母娘と再会した瞬間にその私兵団によって拘束され、船舶に連行されたからである。
この船舶の船籍すら判らない。
魔族達はどうなったのだろうか?
約束通りに教徒として生きる事を許されたのかも知れないし、とっくに皆殺しにされているのかも知れない。

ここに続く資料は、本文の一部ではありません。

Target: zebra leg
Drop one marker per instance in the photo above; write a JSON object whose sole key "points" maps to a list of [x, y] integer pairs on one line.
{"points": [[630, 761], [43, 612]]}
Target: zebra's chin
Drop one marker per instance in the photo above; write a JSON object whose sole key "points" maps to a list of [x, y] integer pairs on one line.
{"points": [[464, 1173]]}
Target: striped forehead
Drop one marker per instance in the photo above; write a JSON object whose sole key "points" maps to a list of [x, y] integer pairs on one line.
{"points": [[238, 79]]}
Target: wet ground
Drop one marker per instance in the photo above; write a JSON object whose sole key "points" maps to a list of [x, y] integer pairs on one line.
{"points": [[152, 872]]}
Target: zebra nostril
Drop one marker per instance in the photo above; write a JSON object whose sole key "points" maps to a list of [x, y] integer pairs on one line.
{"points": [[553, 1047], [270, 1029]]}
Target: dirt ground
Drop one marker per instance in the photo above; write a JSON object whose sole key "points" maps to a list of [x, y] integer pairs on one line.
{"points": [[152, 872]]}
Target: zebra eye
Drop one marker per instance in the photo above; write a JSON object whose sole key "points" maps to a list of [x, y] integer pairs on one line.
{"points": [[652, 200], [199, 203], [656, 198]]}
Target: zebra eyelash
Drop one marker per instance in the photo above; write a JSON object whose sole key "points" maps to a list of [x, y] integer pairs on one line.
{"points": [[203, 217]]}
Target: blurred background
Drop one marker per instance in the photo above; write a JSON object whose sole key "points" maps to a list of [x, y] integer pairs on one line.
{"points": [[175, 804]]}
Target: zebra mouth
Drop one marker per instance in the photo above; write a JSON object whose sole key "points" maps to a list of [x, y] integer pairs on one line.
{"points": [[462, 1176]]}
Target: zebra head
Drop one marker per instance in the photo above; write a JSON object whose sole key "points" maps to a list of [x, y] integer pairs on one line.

この船室はかなり防音性能が高いので、悲鳴どころか波の音すら聞こえない。
ただ体感で、既に出航したことだけは理解出来る。
「ねえ、リンは私のことなんか嫌いになっちゃったでしょ。
綺麗な女の人多いもんね?」
コレットは必死に冗談めかそうとするが、怒りや憎しみが隠し切れていない。
仕方ない。
彼女はまだ少女の年齢なのだ。
かなりよくやっている方だと思う。
俺は抵抗出来ないままベッドに放り込まれ、そのままずっとコレットに抱かれている。
ベッドの反対側にはヒルダが腰掛けており、稀に伝声管で外部と手短に遣り取りしている。
例のコスプレ軍服を脱ぐ気はないらしい。
(この女の場合、正式に軍籍を購入している可能性もあるが。)
「私、リンの言う事なら何でも聞くよ?」
嘘を吐け、その逆が本音だろうが。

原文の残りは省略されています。